Quickstart (programmatic)

from abstractflow import Flow, FlowRunner

flow = Flow("linear")
flow.add_node("double", lambda x: x * 2, input_key="value", output_key="doubled")
flow.add_node("add_ten", lambda x: x + 10, input_key="doubled", output_key="final")
flow.add_edge("double", "add_ten")
flow.set_entry("double")

result = FlowRunner(flow).run({"value": 5})
print(result)  # {"success": True, "result": 20}

Quickstart (execute a VisualFlow JSON)

import json
from abstractflow.visual import VisualFlow, execute_visual_flow

with open("my-flow.json", "r", encoding="utf-8") as f:
    vf = VisualFlow.model_validate(json.load(f))
result = execute_visual_flow(vf, {"prompt": "Hello"}, flows={vf.id: vf})
print(result)  # {"success": True, "waiting": False, "result": ...}

If your flow uses subflows, load all referenced *.json into the flows={...} mapping (see docs/getting-started.md).

Visual editor (from source)

The visual editor is a dev/reference app in web/ (not shipped as a Python package on PyPI).

git clone https://github.com/lpalbou/AbstractFlow.git
cd AbstractFlow

python -m venv .venv
source .venv/bin/activate
pip install -e ".[server,agent]"

# Terminal 1: Backend (FastAPI)
cd web && python -m backend --reload --port 8080

# Terminal 2: Frontend (Vite)
cd web/frontend && npm install && npm run dev

Open the frontend at http://localhost:3003 (default Vite port).
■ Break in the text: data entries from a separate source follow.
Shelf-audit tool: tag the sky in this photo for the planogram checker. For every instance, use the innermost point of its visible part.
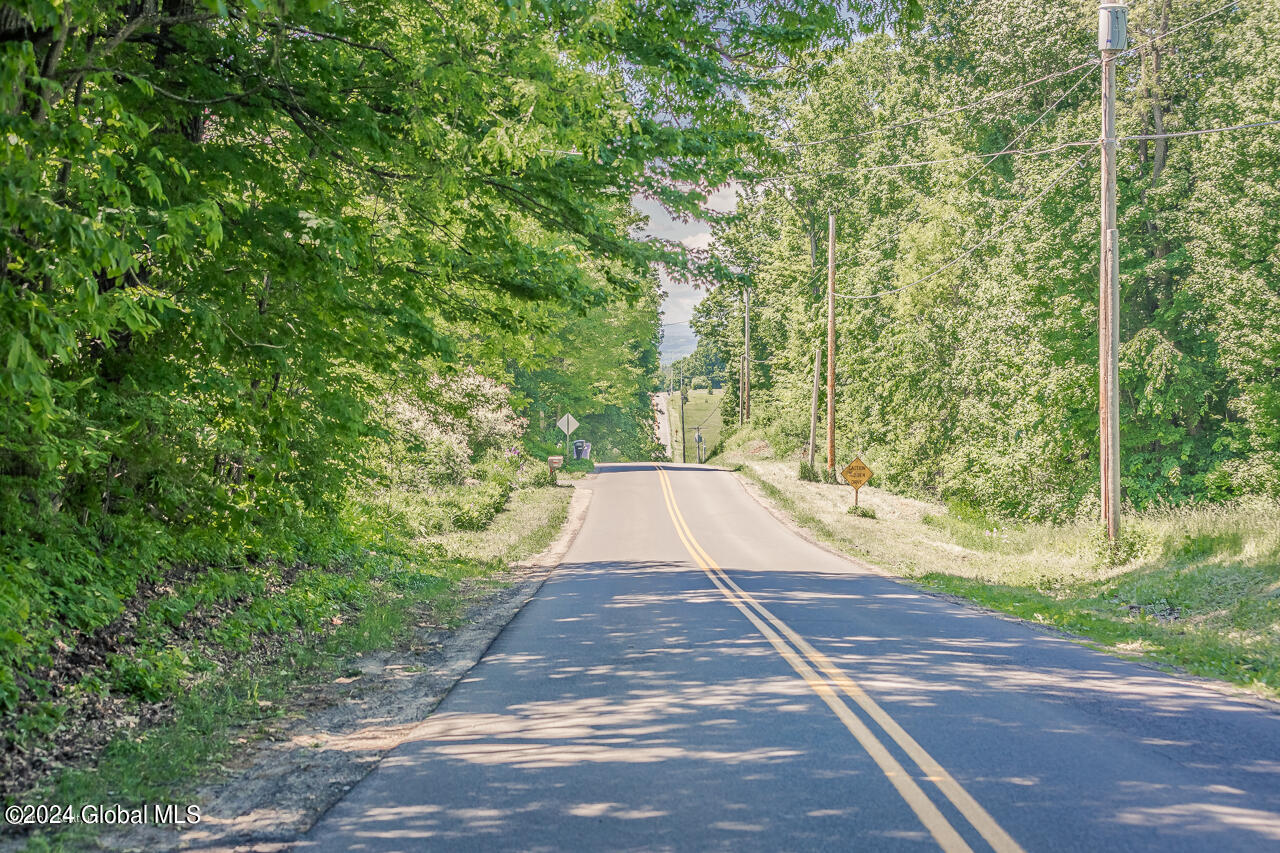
(679, 306)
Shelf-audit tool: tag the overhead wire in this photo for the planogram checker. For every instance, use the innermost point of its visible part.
(942, 113)
(1178, 28)
(1004, 92)
(978, 245)
(1008, 149)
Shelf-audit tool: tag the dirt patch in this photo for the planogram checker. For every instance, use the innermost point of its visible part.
(337, 733)
(88, 720)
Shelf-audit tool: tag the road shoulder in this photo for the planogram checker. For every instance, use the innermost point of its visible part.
(278, 792)
(757, 493)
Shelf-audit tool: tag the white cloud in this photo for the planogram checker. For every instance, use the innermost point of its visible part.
(702, 240)
(679, 340)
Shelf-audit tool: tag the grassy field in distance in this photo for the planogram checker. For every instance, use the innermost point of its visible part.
(702, 410)
(1194, 587)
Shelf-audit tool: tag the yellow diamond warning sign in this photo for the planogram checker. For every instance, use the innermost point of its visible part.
(856, 473)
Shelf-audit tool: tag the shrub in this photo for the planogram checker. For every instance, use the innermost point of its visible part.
(475, 506)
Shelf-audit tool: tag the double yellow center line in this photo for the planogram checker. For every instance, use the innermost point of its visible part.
(824, 678)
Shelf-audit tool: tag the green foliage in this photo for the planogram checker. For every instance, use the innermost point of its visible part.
(978, 384)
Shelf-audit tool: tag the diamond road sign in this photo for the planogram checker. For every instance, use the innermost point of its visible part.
(856, 473)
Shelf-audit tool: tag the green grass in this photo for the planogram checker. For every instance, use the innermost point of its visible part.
(702, 410)
(1196, 588)
(339, 612)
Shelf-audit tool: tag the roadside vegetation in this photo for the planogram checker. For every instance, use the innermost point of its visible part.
(292, 296)
(1194, 587)
(702, 411)
(204, 658)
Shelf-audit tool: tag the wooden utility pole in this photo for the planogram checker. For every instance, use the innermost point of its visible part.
(831, 342)
(741, 386)
(813, 409)
(746, 354)
(1111, 40)
(684, 456)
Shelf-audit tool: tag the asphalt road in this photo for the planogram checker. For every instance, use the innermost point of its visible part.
(698, 678)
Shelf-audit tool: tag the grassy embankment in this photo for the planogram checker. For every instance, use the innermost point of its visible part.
(702, 410)
(224, 653)
(1196, 587)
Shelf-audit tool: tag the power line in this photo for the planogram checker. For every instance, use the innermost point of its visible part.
(992, 158)
(1178, 28)
(1060, 146)
(913, 164)
(942, 114)
(1002, 92)
(978, 245)
(1208, 129)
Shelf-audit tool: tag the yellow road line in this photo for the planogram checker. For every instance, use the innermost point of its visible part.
(964, 802)
(947, 838)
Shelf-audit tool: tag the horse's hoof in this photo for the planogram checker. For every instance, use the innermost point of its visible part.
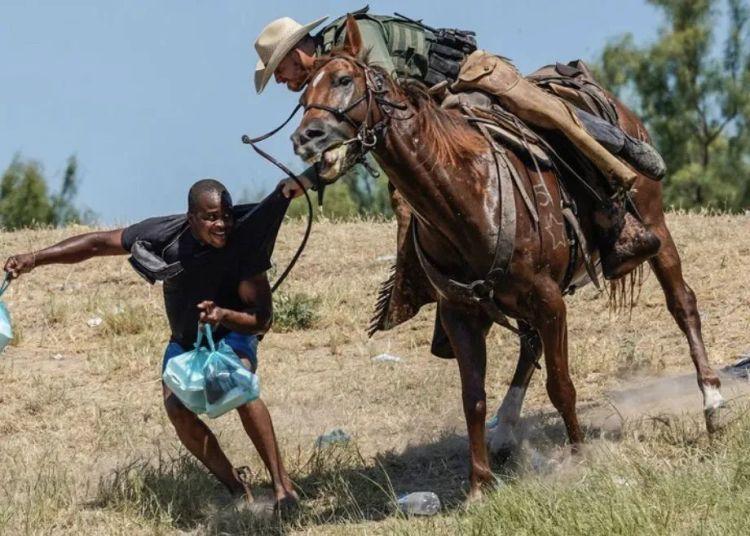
(503, 444)
(717, 418)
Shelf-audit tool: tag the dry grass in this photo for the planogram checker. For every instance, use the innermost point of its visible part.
(86, 448)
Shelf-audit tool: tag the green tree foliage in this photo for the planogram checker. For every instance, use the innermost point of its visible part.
(694, 100)
(26, 202)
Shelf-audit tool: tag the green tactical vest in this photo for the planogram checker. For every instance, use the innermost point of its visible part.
(408, 43)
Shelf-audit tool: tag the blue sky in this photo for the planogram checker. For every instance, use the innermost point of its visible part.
(153, 95)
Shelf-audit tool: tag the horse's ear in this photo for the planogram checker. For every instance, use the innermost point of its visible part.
(353, 39)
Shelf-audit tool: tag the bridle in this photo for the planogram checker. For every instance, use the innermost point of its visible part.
(374, 97)
(367, 136)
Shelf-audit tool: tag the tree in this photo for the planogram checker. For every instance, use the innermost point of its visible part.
(692, 99)
(25, 202)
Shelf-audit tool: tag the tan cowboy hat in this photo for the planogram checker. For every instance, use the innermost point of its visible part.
(275, 42)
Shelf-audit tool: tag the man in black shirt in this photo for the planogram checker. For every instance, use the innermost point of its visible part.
(213, 263)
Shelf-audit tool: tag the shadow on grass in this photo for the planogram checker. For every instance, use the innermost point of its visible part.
(337, 485)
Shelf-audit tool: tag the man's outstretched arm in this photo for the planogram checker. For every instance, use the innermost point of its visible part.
(69, 251)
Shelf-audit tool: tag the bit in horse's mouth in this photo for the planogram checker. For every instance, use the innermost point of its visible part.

See docs/web-editor.md.

CLI (WorkflowBundle .flow)

abstractflow bundle pack web/flows/ac-echo.json --out /tmp/ac-echo.flow
abstractflow bundle inspect /tmp/ac-echo.flow
abstractflow bundle unpack /tmp/ac-echo.flow --dir /tmp/ac-echo

See docs/cli.md and abstractflow/cli.py.

Related projects

Changelog

See CHANGELOG.md.

Contributing

See CONTRIBUTING.md.

Security

See SECURITY.md.

Acknowledgments

See ACKNOWLEDMENTS.md.

License

MIT. See LICENSE.

Project details


Download files

Download the file for your platform. If you're not sure which to choose, learn more about installing packages.

Source Distribution

abstractflow-0.3.1.tar.gz (104.6 kB view details)

Uploaded Source

Built Distribution

If you're not sure about the file name format, learn more about wheel file names.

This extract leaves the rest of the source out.